Hoy se cumplen ciento veintiun años de su nacimiento en Vueltas de Santa Clara, Isla de Cuba – unos meses después regresó con su familia a La Gomera – y un siglo de su entrada como meritorio en el taller de José Pinazo (1879-1938). Había cursado el bachillerato en La Laguna y tenía, además, el aval de sus estudios en la Escuela de San Fernando por lo que fue aceptado de buen grado por el artista valenciano, que fue el más joven debutante en la historia de las Exposiciones Nacionales, autor de audaces composiciones grupales sobre temas costumbristas y folclóricos y por retratos de notable elegancia encargados y bien pagados por la burguesía madrileña. Concluida la carrera y el aprendizaje privado, la corporación gomera becó a José Aguiar Garcia (1896-1976) para una estancia en Venecia donde conoció en profundidad la pintura del treccento y la obra de su admirado Masaccio, alentó, a través de los maestros renacentistas, su vocación por las creaciones monumentales y favoreció su innata disposición para el color. En 1920 participó en el primer certamen estatal con “Comadres gomeras”; en 1924 acreditó el aprovechamiento de las enseñanzas directas e indirectas con “La Romería de San Juan”, una tela de gran formato que se conserva en su isla natal; en 1933, y con pleno reconocimiento en los círculos madrileños, opositó con éxito a la cátedra de dibujo de la Escuela de Artes y Oficios de Sevilla; en 1934 realizó su primer mural – “Friso isleño” – por encargo del Casino de Tenerife, y en 1935 expuso por primera vez en el Museo de Arte Moderno de Madrid.
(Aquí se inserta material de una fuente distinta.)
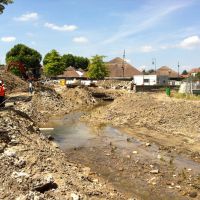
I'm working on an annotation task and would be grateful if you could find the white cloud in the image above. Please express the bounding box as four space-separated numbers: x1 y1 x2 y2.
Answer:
103 1 192 44
73 36 88 43
44 23 78 31
140 45 154 53
125 58 131 63
179 35 200 49
1 37 16 42
14 12 39 22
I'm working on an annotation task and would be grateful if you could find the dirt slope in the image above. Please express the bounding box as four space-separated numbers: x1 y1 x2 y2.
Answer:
0 110 124 200
0 70 28 93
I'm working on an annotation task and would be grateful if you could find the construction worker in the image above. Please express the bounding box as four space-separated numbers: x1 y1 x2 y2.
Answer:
0 80 5 107
28 80 33 95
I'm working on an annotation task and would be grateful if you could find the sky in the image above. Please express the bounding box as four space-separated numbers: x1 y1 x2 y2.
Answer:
0 0 200 71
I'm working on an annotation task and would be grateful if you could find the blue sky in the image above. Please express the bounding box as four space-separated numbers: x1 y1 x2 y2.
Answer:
0 0 200 70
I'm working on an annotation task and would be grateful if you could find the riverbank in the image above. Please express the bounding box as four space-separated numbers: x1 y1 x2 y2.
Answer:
0 109 125 200
0 81 200 200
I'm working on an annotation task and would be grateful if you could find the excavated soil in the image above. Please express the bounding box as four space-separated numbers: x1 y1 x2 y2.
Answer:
0 74 200 200
0 109 124 200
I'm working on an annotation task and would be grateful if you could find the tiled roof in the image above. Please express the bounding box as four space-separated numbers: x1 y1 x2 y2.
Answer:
154 66 178 78
106 57 142 77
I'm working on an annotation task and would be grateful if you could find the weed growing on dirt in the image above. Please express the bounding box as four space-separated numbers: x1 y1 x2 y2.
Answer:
171 93 200 101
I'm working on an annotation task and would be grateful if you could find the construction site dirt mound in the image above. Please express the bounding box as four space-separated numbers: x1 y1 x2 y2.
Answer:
15 87 97 124
0 109 124 200
83 93 200 152
0 70 28 93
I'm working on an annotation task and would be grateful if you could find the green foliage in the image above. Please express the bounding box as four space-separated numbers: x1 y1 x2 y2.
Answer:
182 70 188 75
0 0 13 14
62 54 75 69
75 56 90 70
43 50 65 76
11 67 21 76
172 93 200 101
6 44 42 77
62 54 90 70
88 55 109 79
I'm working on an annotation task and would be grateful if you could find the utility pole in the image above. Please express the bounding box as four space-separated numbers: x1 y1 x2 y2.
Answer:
152 58 157 74
122 49 126 78
178 62 180 79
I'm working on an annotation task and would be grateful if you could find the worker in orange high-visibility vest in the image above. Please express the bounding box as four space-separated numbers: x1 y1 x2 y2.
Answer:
0 80 5 107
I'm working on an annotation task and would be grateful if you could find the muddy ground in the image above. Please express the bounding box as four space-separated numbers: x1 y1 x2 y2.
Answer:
79 93 200 200
0 74 200 200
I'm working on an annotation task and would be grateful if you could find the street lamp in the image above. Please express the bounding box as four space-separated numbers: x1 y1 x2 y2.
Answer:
178 62 180 79
122 50 126 78
152 58 156 74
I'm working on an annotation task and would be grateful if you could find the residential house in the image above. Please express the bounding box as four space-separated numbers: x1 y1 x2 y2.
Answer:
106 57 142 78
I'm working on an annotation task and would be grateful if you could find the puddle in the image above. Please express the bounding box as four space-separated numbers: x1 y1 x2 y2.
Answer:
42 112 200 200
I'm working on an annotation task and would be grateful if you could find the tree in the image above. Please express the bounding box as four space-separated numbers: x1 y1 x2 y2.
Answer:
182 70 188 75
75 56 90 70
88 55 109 79
43 49 65 76
6 44 42 78
0 0 13 14
62 54 75 69
147 69 155 74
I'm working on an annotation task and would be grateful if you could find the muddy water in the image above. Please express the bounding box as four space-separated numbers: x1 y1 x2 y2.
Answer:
44 112 200 200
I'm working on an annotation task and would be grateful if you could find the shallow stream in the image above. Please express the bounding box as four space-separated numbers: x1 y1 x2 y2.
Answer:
42 112 200 200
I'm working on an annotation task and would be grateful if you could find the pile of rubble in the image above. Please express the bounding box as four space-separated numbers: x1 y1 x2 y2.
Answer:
15 87 97 124
0 70 28 93
0 109 124 200
82 93 200 135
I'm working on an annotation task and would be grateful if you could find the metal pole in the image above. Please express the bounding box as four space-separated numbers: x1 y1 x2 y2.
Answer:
122 50 126 78
178 62 180 79
152 58 157 74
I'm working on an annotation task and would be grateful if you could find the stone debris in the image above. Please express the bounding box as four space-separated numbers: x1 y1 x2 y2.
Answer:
0 109 125 200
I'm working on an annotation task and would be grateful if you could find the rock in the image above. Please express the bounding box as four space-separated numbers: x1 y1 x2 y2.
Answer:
82 167 91 177
4 149 16 157
145 142 151 147
150 169 159 174
119 167 124 171
47 135 55 141
70 193 80 200
189 191 197 198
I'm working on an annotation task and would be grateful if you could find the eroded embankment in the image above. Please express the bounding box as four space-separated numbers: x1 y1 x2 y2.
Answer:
0 109 124 200
83 93 200 152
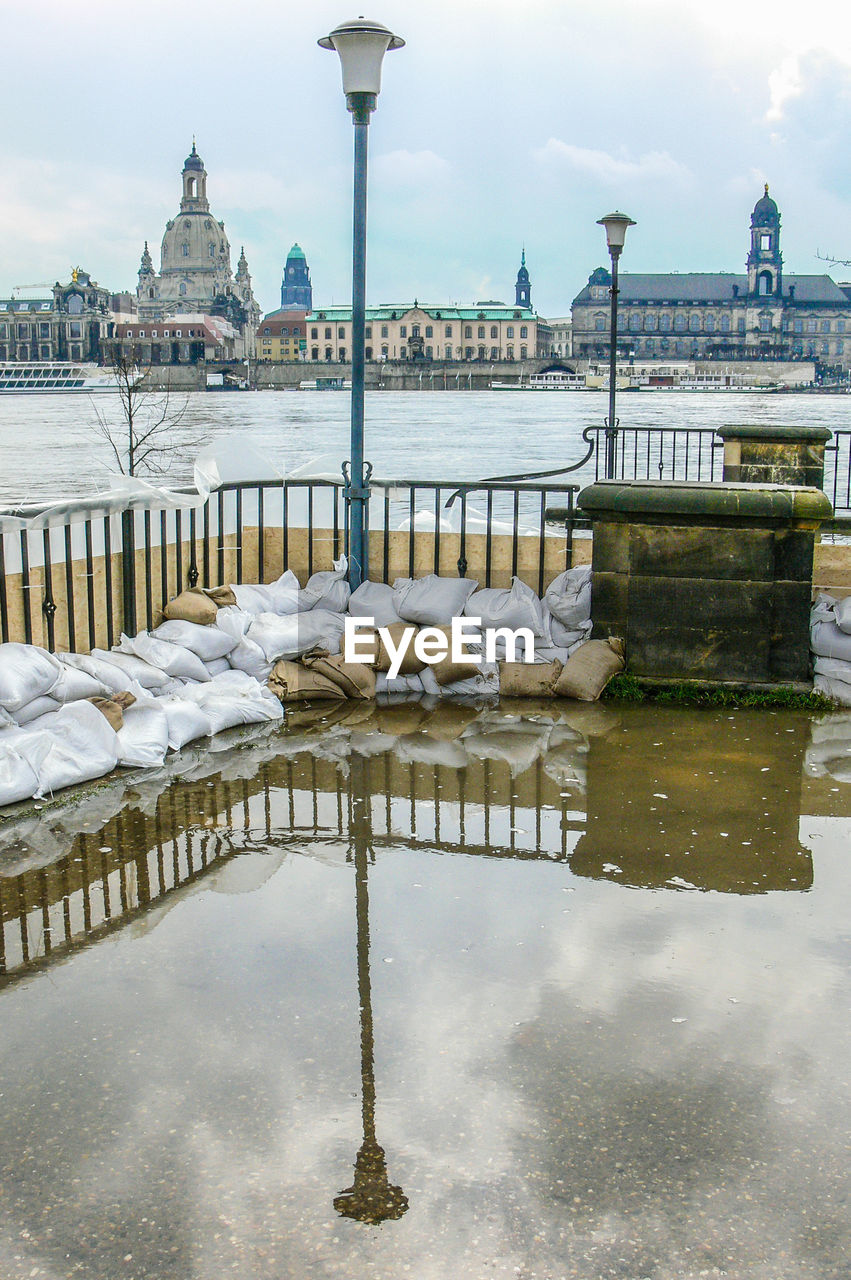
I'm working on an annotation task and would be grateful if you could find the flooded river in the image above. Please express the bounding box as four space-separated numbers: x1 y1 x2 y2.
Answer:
0 703 851 1280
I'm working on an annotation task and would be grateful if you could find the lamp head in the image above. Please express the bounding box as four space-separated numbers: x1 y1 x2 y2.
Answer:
319 18 404 99
596 212 635 253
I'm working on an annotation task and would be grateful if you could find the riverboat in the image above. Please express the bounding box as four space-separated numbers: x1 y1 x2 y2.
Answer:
0 361 116 396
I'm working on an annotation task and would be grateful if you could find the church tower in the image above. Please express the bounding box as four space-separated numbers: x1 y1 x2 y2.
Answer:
747 183 783 298
280 244 314 311
514 246 532 307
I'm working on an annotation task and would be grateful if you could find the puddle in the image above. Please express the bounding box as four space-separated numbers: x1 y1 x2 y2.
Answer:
0 703 851 1280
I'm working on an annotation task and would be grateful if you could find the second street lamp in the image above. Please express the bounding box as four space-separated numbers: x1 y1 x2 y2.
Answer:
319 18 404 590
598 212 635 480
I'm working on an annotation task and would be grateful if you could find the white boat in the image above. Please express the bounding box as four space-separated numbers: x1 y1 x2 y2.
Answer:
0 361 116 396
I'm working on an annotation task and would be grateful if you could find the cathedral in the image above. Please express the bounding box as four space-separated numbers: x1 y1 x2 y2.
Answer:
136 141 260 356
572 184 851 370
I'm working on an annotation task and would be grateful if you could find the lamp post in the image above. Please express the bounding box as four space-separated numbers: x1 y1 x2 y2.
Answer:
319 18 404 589
598 212 635 480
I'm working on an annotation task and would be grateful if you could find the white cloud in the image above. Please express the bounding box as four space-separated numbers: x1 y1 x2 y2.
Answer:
765 55 804 122
534 138 691 186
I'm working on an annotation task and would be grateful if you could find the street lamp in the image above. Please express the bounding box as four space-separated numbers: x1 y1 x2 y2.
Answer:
319 18 404 589
596 214 635 480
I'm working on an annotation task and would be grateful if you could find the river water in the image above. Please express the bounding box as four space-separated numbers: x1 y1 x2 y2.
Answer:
0 703 851 1280
0 392 851 502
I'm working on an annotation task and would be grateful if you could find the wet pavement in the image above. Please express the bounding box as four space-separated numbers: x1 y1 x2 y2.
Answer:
0 703 851 1280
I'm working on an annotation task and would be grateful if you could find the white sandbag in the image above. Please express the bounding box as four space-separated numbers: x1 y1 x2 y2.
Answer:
810 621 851 662
230 568 299 623
159 698 212 751
215 604 255 640
0 643 61 712
50 663 114 703
91 649 171 692
544 564 591 631
834 595 851 635
298 556 352 613
0 736 38 805
114 631 210 680
348 582 402 627
393 573 479 626
228 636 274 684
247 608 346 662
56 653 138 701
14 701 118 796
465 577 548 640
115 700 169 769
151 618 239 663
13 694 61 724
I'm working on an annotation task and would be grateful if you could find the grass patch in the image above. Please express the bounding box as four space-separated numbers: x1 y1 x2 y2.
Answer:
603 672 836 712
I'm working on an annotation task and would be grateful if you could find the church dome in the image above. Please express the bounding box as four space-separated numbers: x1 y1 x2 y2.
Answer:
751 183 781 227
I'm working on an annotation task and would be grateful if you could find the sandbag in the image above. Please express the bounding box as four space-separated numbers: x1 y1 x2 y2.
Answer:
465 577 549 640
0 737 38 805
810 621 851 662
301 653 375 701
0 643 61 712
555 637 624 703
113 631 210 681
151 609 239 663
90 649 171 691
393 573 479 626
833 595 851 635
163 586 219 627
544 564 591 631
298 556 352 613
357 622 425 676
203 586 237 609
14 701 118 796
269 658 347 703
230 568 299 613
12 694 61 724
88 698 124 733
348 582 402 627
116 700 169 769
157 696 212 751
499 662 562 698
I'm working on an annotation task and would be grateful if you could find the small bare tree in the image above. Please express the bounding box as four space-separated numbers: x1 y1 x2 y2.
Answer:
92 343 206 479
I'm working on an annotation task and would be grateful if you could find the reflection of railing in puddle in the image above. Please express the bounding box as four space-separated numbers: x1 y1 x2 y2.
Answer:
0 705 813 983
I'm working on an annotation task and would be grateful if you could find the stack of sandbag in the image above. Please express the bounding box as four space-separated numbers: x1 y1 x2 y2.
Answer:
810 594 851 707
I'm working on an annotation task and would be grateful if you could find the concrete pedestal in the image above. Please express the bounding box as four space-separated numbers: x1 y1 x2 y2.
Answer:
578 480 832 685
718 424 831 489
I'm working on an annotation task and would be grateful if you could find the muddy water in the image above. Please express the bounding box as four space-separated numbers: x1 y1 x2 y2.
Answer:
0 704 851 1280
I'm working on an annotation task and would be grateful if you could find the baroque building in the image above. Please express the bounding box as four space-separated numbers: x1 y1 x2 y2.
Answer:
280 244 314 311
572 184 851 370
0 266 113 362
136 141 260 356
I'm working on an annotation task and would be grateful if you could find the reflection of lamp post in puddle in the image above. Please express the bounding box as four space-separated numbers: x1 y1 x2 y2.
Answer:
334 756 408 1226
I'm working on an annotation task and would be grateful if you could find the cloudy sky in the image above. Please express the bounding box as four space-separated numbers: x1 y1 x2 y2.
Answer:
0 0 851 316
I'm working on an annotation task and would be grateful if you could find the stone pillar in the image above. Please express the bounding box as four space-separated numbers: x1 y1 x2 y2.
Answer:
578 480 832 685
718 424 831 489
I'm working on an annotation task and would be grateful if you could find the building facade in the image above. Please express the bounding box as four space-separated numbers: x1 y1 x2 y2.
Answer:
572 186 851 371
136 142 260 356
0 268 113 362
256 307 307 365
280 244 314 311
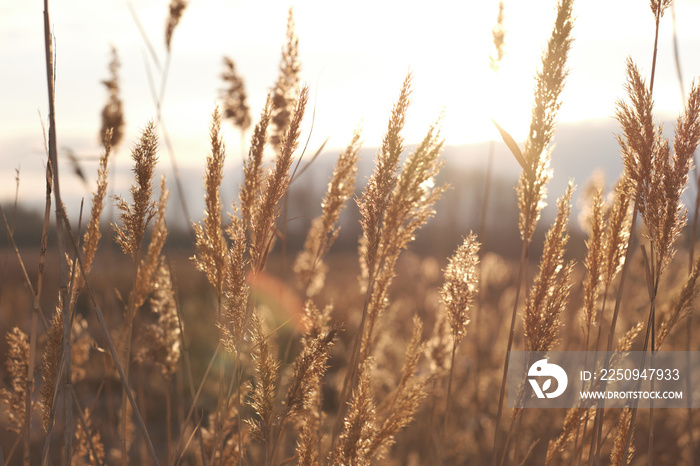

Vinculado al régimen vencedor, en la inmediata posguerra fue un artista requerido y mimado y dejó muestras de su solvencia técnica en murales y decoraciones en ministerios (Justicia y Secretaría General del Movimiento) y en las colecciones de distintas instituciones públicas madrileñas. Estableció su estudio en Pozuelo de Alarcón y asumió la decoración de la Basílica de Candelaria y el Palacio Insular. Más allá de sus posiciones ideológicas, fue un plástico de telúrica potencia, un colorista fastuoso que no tuvo rival en su época y que alternó sus ambiciosos frescos y encáusticas con magníficos retratos de políticos y eclesiásticos insulares y nacionales, bodegones exuberantes ponderados por la crítica, visiones atrevidas de la naturaleza canaria y creaciones religiosas y civiles con repertorios de personajes y actitudes gestuales que entraron, por méritos objetivos, en el catálogo del arte español del siglo XX.